The leaders of the Public Workers Union (PWU) and the Technical & Allied Workers Union (TAWU) will be meeting with their Executive members this week to discuss the 4% salary increase for members which government indicated that it is in no position to pay by the end of January as part of their agreement.
This was disclosed in an exclusive interview with THE NEW TODAY by PWU President Rachael Roberts.
She said that she held a telephone conversation last week with her counterpart in TAWU, Senator Andre Lewis and agreed that they will both meet with their respective Executive bodies either today (Monday) or tomorrow to formulate a position on the 4% issue.
According to Roberts, the unions will definitely have a response following the executive meetings that will give a clear direction on the response that government will be getting as the administration has not provided any official response to them on the expected payment.
“We will do what we have to do – whatever necessary actions that we have to do we will do. We don’t like to go out and say oh we doing this and we doing that. We have to make sure that we have the pulse of our membership in place and our membership ready for what we want them to do,” she said.

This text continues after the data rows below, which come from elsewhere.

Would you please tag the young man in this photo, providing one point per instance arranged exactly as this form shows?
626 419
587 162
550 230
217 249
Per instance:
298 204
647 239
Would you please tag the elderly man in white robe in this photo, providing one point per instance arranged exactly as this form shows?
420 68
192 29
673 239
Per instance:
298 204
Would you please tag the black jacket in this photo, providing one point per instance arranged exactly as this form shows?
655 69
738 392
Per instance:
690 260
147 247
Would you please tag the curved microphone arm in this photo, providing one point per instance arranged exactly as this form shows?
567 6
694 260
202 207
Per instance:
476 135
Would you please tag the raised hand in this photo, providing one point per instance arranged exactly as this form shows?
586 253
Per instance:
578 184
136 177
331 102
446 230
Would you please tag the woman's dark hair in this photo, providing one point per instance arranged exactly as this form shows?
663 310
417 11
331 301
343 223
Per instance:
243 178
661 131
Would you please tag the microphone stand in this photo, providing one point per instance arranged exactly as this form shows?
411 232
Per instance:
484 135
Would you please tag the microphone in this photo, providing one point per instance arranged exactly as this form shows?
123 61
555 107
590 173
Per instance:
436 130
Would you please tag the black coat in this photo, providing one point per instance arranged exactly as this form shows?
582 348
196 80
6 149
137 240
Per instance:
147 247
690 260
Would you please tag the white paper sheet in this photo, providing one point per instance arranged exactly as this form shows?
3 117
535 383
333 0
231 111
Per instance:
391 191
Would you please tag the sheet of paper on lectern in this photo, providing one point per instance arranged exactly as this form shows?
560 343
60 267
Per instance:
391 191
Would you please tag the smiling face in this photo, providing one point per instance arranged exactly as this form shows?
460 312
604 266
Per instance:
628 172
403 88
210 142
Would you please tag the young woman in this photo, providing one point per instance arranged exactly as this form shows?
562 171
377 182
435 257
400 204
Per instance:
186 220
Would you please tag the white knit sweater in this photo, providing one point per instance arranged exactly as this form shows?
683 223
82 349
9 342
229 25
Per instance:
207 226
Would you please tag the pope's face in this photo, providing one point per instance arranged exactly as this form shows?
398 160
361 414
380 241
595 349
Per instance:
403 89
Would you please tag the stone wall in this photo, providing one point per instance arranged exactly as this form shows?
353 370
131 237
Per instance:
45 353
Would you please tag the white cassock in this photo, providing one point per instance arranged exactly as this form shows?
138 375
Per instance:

Roberts said that the salaries of public officers are normally sent into the bank accounts of workers one day before month-end so there is still some time left to see if government will honour its commitment to make the payment.
She pointed out that union leaders are cognizant of the fact that in this Covid-19 pandemic period that the downing of tools will not work as an effective strike strategy.
“…We have to look for some other creative way of how we do things which we will come up with,” she remarked.
The ruling New National Party (NNP) government has used the Government Information Service (GIS) to put out a statement nearly two weeks ago calling on the unions to accept a deferral on the payment due to cash flow problems at the Treasury.
The release said that government is seeking consideration by the unions to forego the payment of the 4% salary increase due for 2021, which amounts to $13.2 million and because it was unable to secure a consensus in the talks, requested a deferral of payment.
“Government acknowledges that the increases were agreed upon in good faith but is asking that consideration be given to deferring any significant increase in recurrent expenditure, at a time when the economic climate remains very uncertain.
“It must be noted that despite the ongoing challenges, Government has protected its workforce from the loss of jobs and wage cuts, while at the same time, providing bailouts for others. Wages and salaries for all public officers have been paid in full and on time every single month without fail, spending on social care programmes has been maintained; all whilst meeting its debt obligations and the necessary COVID-19 related expenditure.
“…Government, in its discretion, deems it a reasonable ask to defer salary increases for 2021 given the uncertainty of the current situation. It is difficult to justify using scarce financial resources to fund a permanent increase in recurrent expenditure for workers whose jobs are secure and whose wages/salaries and allowances are paid on time, in full, every month; particularly where the imperative exists for economic recovery to the benefit of all citizens.
“Government also accepts that it should pay the increase; however, it reiterates that it is not able to afford payment in 2021 and cannot project when it can pay same, based on the ongoing economic uncertainty.
“Government has a responsibility to make the payment and it also has a responsibility to manage its financial resources, in the best interest of the nation. Government therefore kindly requests the understanding and acceptance of bargaining agents to defer the payment of the 4% salary/wage increase for the year 2021”.